# Contracts limiting photo use when shooting concerts.



## amarine88 (May 19, 2010)

I'm a pro/am photographer and am just starting to break into the music photography business. I work with a small stock photo agency that does some work with editorial material so I've been able to secure press passes for a variety of concerts. I get denied by most, but I am still able to get into enough to keep me busy and allow me to add to my portfolio while making a little side money.
I've noticed most bands like me to sign a contract before I shoot asking me to limit the use of the images to non-commercial, send them a copy to use non-commercially with attribution (which is fine considering i share my work under creative commons anyway), and follow some simple rules during the concert. These have been very small items and usually don't affect me from using the images and the band's management has been good about tailoring contracts to fit my (and my site's) needs.
The problem I have been facing is the contracts I have to sign for the venue, specifically the House of Blues. These have fairly harsh restrictions that forbid me from using the images after 1 year from the performance, limiting web use to 30 consecutive days without archiving, adding "with permission from HoB Entertainment" to image captions, etc. I find it odd that the venues are more restrictive on the use of images than the bands are.
I know you can try to negotiate with bands because they want the publicity, I don't really feel that I can refuse to sign the form because it is normally handed to me by a low level will-call emplyee who doesn't have any power over it, and unlike the band, the venue doesn't really give a rats ass about the photos being published.
Has anyone else run into similar problems and if so, have you found any ways around it? Any other advice/ info you have on the subject would be helpful.
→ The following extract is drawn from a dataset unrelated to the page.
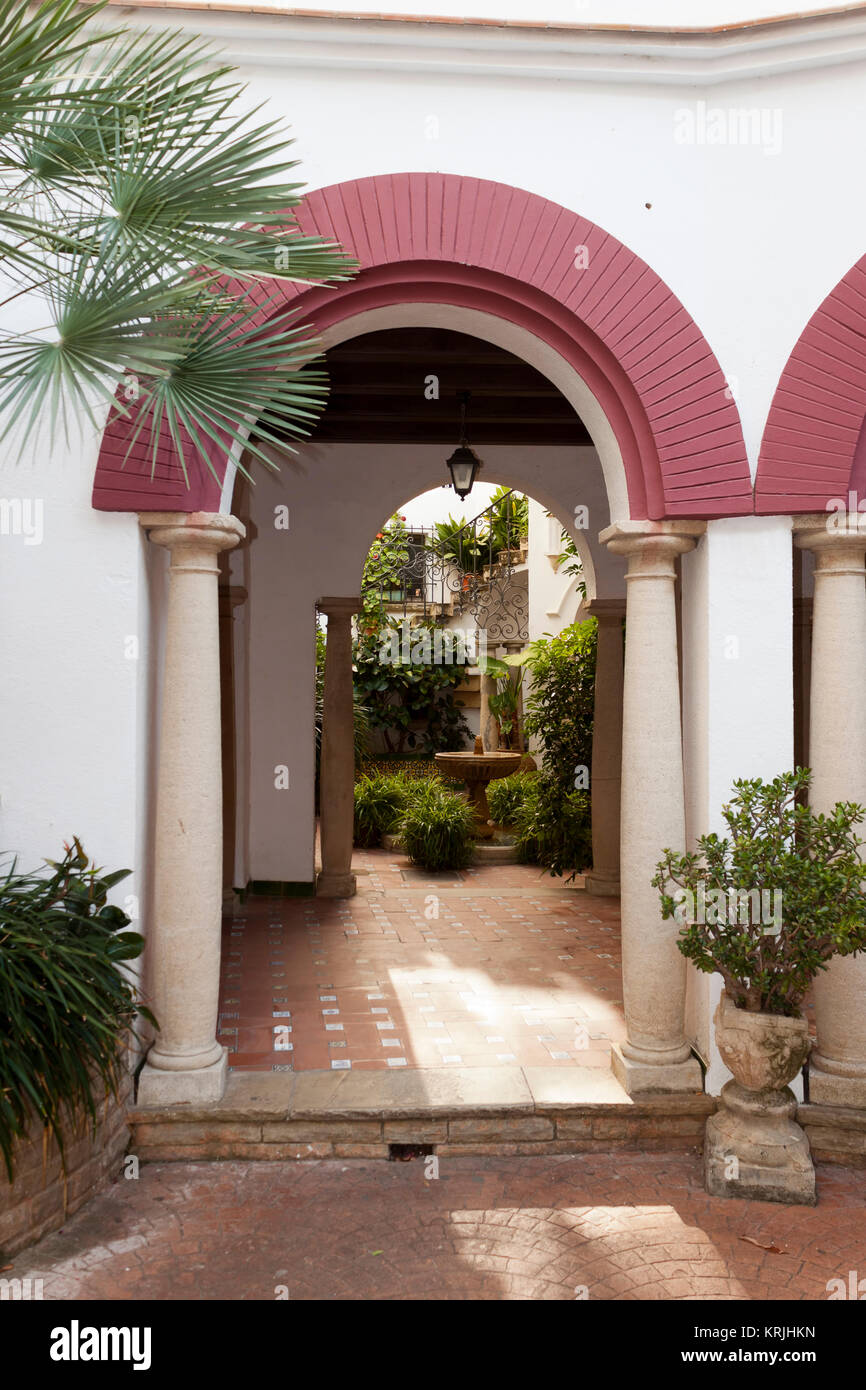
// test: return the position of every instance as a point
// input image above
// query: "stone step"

TL;DR: Bands and venues require you to sign contracts before photographing concerts. Band's rules are fairly lax but venues are overly strict.


----------



## magkelly (May 20, 2010)

House of Blues that isn't just any venue. They have a real brand thing going on. It's a pretty major one at that. They may want more control so they will have your pics for future use for promotional items and stuff like that. I'd talk to them, but likely they'll make you sign it. They're tough on people with cameras. We used to go there and if you had so much as a pocket camera they'd take it till after the show.


----------



## Big Mike (May 20, 2010)

I can't list all the reasons, but it's largely a matter of 'covering their ass'.  

My dad was a traveling production manager for HOB (Western Canada).  I don't think he dealt with the photographers, but I do remember someone talking about a rule that photos were only allowed during the first three songs of an act/set.  Obviously the performers look better/fresher at the start than at the end.  

I guess you could try to talk to someone on the management side of HOB, but I'd guess that you are unlikely to get anything out of them....Unless you name is Annie Leibovitz.


----------



## amarine88 (May 20, 2010)

first three songs and no flash was in there, but it wasn't a big surprise because that is industry standard. 

One thing i found funny about the HoB contract is that, while there was a clause saying they could buy images from me, there wasn't anything that said I need to send them a copy of my images. I need to read it over a couple more times but I'm not sure how they will know they want to buy prints if they never see them.


----------



## KmH (May 20, 2010)

Have you had an attorney look over the contract?


----------